Why nearly 50% of all Phoenix murders go unsolved

Reported by: Josh Bernstein
Email: jbernstein@abc15.com
Produced by: Dan Siegel
Last Update: 2:39 pm

PHOENIX -- Hundreds of killers are still on Valley streets, leaving the families of murder victims to wait for justice.

A review of Phoenix Police Department records shows 2,088 unsolved murders over a 28-year period, with a clearance rate of just 54.6 percent.

"The clearance rate is something that's near and dear to me," said Phoenix Police Department Lt. Joe Knott, who oversees the homicide unit. "I would love to be at 100 percent, but I'm also realistic that it's never going to happen."

The ABC15 Investigators teamed up with colleagues at Scripps Howard News Service and reviewed annual uniform crime reporting data submitted by the Phoenix Police Department to the FBI from 1980 to 2008.

The data shows the Phoenix Police Department is one of the worst in the country over this time period for unsolved murders, averaging 74 unsolved murders a year.

By comparison, Philadelphia, a city similar in size to Phoenix and one of the most violent in the nation, had more than twice as many homicides from 1980 to 2008, but a clearance rate of almost 73 percent. That's nearly 20 percent points higher than Phoenix.

The 4,602 homicides in the city of Phoenix (over the 28-year span) is similar to the number of homicides in St. Louis, Atlanta, Memphis, and San Antonio, all of which had clearance rates of 64 percent or better.

One of Phoenix's unsolved homicides is the case of 66-year-old Virginia Farmer, grandmother of four and great-grandmother of three.

In November 2001, Virginia and her husband Floyd were driving in their pickup truck within a block of their home, when gunfire erupted.

Both Virginia and Floyd were hit, and their truck came to rest upside down in a front yard.

Virginia died at the scene.

Floyd, her husband of 49 years, was hospitalized and was unable to attend Virginia's funeral.

In the days after the murder, the family prayed for justice.

"In the end, whoever did this is going to pay, and they're going to pay with a price they had no idea was coming," Kathryn Alkire, the victim's daughter, said in 2001.

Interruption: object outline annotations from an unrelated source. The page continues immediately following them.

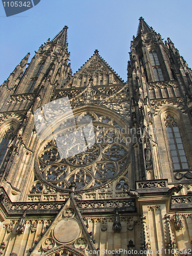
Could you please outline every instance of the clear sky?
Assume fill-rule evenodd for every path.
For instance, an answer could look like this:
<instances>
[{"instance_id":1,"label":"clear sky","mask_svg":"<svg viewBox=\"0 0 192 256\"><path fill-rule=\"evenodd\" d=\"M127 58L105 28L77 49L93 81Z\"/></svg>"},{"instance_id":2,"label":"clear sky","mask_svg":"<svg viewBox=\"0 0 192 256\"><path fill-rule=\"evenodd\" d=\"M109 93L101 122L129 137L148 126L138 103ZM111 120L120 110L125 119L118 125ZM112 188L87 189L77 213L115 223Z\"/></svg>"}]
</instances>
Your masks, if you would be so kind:
<instances>
[{"instance_id":1,"label":"clear sky","mask_svg":"<svg viewBox=\"0 0 192 256\"><path fill-rule=\"evenodd\" d=\"M7 17L0 3L0 84L28 52L31 60L34 51L65 25L69 27L73 73L97 49L126 81L130 41L141 16L162 38L170 37L192 67L191 10L191 0L41 0L31 9Z\"/></svg>"}]
</instances>

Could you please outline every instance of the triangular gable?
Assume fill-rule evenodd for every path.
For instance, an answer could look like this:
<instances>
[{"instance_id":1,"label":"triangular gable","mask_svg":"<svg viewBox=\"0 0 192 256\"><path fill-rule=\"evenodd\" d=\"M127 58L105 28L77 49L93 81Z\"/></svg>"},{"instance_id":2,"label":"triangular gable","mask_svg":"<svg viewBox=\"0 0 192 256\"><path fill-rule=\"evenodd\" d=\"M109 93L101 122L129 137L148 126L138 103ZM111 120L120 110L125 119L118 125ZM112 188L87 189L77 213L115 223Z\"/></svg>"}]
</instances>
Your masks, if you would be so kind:
<instances>
[{"instance_id":1,"label":"triangular gable","mask_svg":"<svg viewBox=\"0 0 192 256\"><path fill-rule=\"evenodd\" d=\"M58 253L59 255L68 251L83 256L93 251L96 252L96 249L72 193L30 255L55 255Z\"/></svg>"},{"instance_id":2,"label":"triangular gable","mask_svg":"<svg viewBox=\"0 0 192 256\"><path fill-rule=\"evenodd\" d=\"M95 51L94 55L74 74L65 88L86 86L90 78L93 79L94 86L124 82L98 54L97 50Z\"/></svg>"}]
</instances>

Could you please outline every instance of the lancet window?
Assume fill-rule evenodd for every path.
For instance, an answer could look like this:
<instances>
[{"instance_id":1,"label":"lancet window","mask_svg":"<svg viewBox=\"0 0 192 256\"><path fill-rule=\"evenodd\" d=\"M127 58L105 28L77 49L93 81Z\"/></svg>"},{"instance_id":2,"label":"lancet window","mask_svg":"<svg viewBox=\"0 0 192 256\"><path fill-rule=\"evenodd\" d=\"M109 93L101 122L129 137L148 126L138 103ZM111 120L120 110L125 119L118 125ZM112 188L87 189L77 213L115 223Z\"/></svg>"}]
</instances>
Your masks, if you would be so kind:
<instances>
[{"instance_id":1,"label":"lancet window","mask_svg":"<svg viewBox=\"0 0 192 256\"><path fill-rule=\"evenodd\" d=\"M13 137L15 127L14 126L10 127L7 129L3 136L0 142L0 165L6 154L7 146L10 140Z\"/></svg>"},{"instance_id":2,"label":"lancet window","mask_svg":"<svg viewBox=\"0 0 192 256\"><path fill-rule=\"evenodd\" d=\"M45 62L40 63L37 66L37 68L34 74L33 77L31 78L30 83L29 85L29 93L32 93L33 90L37 80L38 77L39 77L40 72L44 67Z\"/></svg>"},{"instance_id":3,"label":"lancet window","mask_svg":"<svg viewBox=\"0 0 192 256\"><path fill-rule=\"evenodd\" d=\"M174 169L188 169L180 133L174 116L167 115L165 121Z\"/></svg>"}]
</instances>

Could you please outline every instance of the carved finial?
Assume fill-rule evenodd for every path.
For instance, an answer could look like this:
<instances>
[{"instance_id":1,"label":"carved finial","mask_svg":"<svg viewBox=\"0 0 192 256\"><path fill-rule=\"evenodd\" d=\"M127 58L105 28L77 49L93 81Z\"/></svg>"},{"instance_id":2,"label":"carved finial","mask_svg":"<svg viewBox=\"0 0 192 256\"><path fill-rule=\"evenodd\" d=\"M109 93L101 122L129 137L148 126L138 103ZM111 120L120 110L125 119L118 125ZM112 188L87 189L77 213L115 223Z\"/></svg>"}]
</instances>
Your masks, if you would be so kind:
<instances>
[{"instance_id":1,"label":"carved finial","mask_svg":"<svg viewBox=\"0 0 192 256\"><path fill-rule=\"evenodd\" d=\"M75 182L74 181L72 181L71 183L71 185L69 187L69 188L70 188L71 189L71 191L70 192L71 195L73 194L73 195L74 195L75 194L75 189L76 188L77 188L77 186L76 184L75 184Z\"/></svg>"},{"instance_id":2,"label":"carved finial","mask_svg":"<svg viewBox=\"0 0 192 256\"><path fill-rule=\"evenodd\" d=\"M99 54L99 51L96 49L94 51L94 54Z\"/></svg>"},{"instance_id":3,"label":"carved finial","mask_svg":"<svg viewBox=\"0 0 192 256\"><path fill-rule=\"evenodd\" d=\"M24 232L26 226L26 211L25 211L23 216L20 220L19 223L17 225L16 228L16 231L17 232L18 234L23 234Z\"/></svg>"},{"instance_id":4,"label":"carved finial","mask_svg":"<svg viewBox=\"0 0 192 256\"><path fill-rule=\"evenodd\" d=\"M182 223L180 217L177 212L176 212L174 215L174 222L175 229L177 230L181 229L181 228L183 227L183 225Z\"/></svg>"},{"instance_id":5,"label":"carved finial","mask_svg":"<svg viewBox=\"0 0 192 256\"><path fill-rule=\"evenodd\" d=\"M135 245L133 244L133 242L131 239L131 240L130 240L129 241L129 244L127 244L127 247L128 247L128 248L135 247Z\"/></svg>"}]
</instances>

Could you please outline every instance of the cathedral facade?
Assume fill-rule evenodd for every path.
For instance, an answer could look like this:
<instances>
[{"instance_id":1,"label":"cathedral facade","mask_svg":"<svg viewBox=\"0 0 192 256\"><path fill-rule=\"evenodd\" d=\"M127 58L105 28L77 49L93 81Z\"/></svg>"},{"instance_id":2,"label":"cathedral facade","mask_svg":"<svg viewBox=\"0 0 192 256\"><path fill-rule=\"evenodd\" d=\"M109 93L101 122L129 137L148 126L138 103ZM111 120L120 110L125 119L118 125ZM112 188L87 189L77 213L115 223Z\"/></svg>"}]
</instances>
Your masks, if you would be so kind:
<instances>
[{"instance_id":1,"label":"cathedral facade","mask_svg":"<svg viewBox=\"0 0 192 256\"><path fill-rule=\"evenodd\" d=\"M191 69L141 17L126 82L72 76L67 29L0 87L0 254L189 255Z\"/></svg>"}]
</instances>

But nine years later, police have made no arrests and have no suspects in the case, and now, the family is focusing its anger on the Phoenix Police Department.

"The family feels just like we've been forgotten and the murder's been forgotten and these people have just gotten away," said Terri Millegan, the victim's granddaughter.

"Last time I personally heard from a detective was at the hospital when I was there with my father nine years ago," Alkire said.

"There are many families pretty upset with the Phoenix Police Department," Knott acknowledged.

In 2001, when Kathryn's mother was murdered, the department's clearance rate was just 45 percent.

In 2004, it hit an all-time low, only one out of three murders were solved.

"I mean they call them Phoenix's finest. My question is finest what," Alkire said.

A lack of money and resources may be to blame. Prior to 2007, the Phoenix Police Department's cold case squad consisted of only one sergeant and two detectives.

The shortage of detectives resulted in a backlog of cases and few answers for families. Since 2007, under Knott's command, the cold case squad has more than doubled in size. The result has been more arrests and more cases solved, with a 65 percent clearance rate in 2009.

As for the Farmer's case, "we've done what we can on that case," Knott said.

Knott said someone must come forward for Virginia's killer, and other murderers to face justice.

"I would love for us to be able to spend the time that's really necessary to go through and solve every one of those cases, but I'm also wise enough to know we're not going to solve all these cases," Knott said.

That cold reality is difficult for many families to accept.

"If the law doesn't get you, God will," Alkire said.